So is this exitment or what? I finally got a new sofa. Or well, it’s not new but it’s new to me. That’s good enough, right? I have a plan for this wordpress thing. I’m gonna try and add a page tonight where I will keep pictures. And no I don’t do camshows……tss.. say what?! Now here’s the joke. All the girls on wordpress and fricking blogs always nags about them not beeing camwhores. I just felt like I had to be the same way with all of the “I know that you want me to go live and you want to see the sexy me but I’m JUST TOO GOOD FOR THAT SHIT!” It’s like. Maybe people just like to look at pictures no matter who they’re looking at?   

Pictures coming soon!

July 31, 2006 at 4:45 pm 2 comments

I want to destroy the world.

If I had the chance I would rip out my guts and spew it back on the earth. I would do everything I possibly could to drain out the waters and cut down the trees that reaches out for what would be a black sky filled with ashes. The heavens would cry acid on the population that would be crucified and drained of blood. 

I would promise the devils and warriors of my army a glorious victory that would lead them to eternal rest and let their spirits roar in the sky as hawks.

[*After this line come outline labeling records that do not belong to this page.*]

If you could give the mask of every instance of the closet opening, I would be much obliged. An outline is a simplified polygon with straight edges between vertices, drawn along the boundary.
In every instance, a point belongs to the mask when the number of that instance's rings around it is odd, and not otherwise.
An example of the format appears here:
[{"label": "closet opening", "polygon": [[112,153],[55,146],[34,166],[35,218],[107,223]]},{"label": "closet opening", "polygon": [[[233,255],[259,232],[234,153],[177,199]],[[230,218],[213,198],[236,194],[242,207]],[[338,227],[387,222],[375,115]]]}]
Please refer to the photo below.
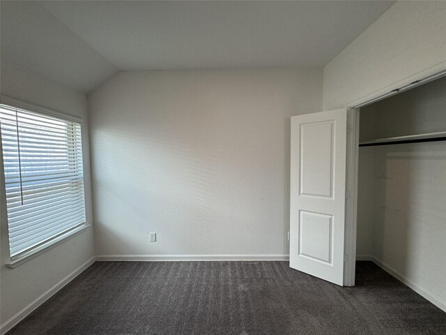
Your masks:
[{"label": "closet opening", "polygon": [[356,260],[446,311],[446,77],[359,115]]}]

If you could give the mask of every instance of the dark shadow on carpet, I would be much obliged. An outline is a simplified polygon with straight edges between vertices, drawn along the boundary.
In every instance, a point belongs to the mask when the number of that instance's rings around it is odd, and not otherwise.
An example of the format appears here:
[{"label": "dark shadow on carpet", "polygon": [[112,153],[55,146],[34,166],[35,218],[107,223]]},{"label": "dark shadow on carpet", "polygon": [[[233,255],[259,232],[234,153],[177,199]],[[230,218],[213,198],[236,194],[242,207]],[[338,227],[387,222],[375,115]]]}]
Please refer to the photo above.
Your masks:
[{"label": "dark shadow on carpet", "polygon": [[341,288],[287,262],[99,262],[8,335],[446,334],[446,313],[371,262]]}]

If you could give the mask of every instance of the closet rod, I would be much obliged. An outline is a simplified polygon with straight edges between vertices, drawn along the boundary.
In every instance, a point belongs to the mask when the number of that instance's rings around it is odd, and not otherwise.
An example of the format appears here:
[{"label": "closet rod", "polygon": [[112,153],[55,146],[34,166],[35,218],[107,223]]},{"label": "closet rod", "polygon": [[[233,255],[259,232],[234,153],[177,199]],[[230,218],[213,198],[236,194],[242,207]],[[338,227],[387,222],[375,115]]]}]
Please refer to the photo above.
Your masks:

We would create plague after plague of diseases that would have the people crawling around in rotten bodies that left their skin as a trail wherever they went to hide from us.

Then he would come. The only one that could defeat my warriors. He would arm the angels with spears and create what would become the greatest army ever seen. He would gather the old gods with Thor the almighty leading the front of the revolution. At the sound of the earth crying the end of all things would be completed and the planet would crumble and go silent.

The skies would once again become clear and the daisies would start to flourish once again. Humans would be erased and the nothingness would quietly rule the earth for centuries to come. With the flow of time a new race would be born. One with the innocence of a child and the wisdom of geniuses. A race that does not hold any legacy of darkness. When that day comes I will be reborn as one of them. Godlike and free I will protect the children and watch them grow and when they are old enough to protect this new heaven alone I will die. As I join my slaves of hatred in the eternal flames of hell I will leave a mark in time. From that moment on and forward life will truly be good and all will end well just as it should have been with our chance in the universe endless existence. 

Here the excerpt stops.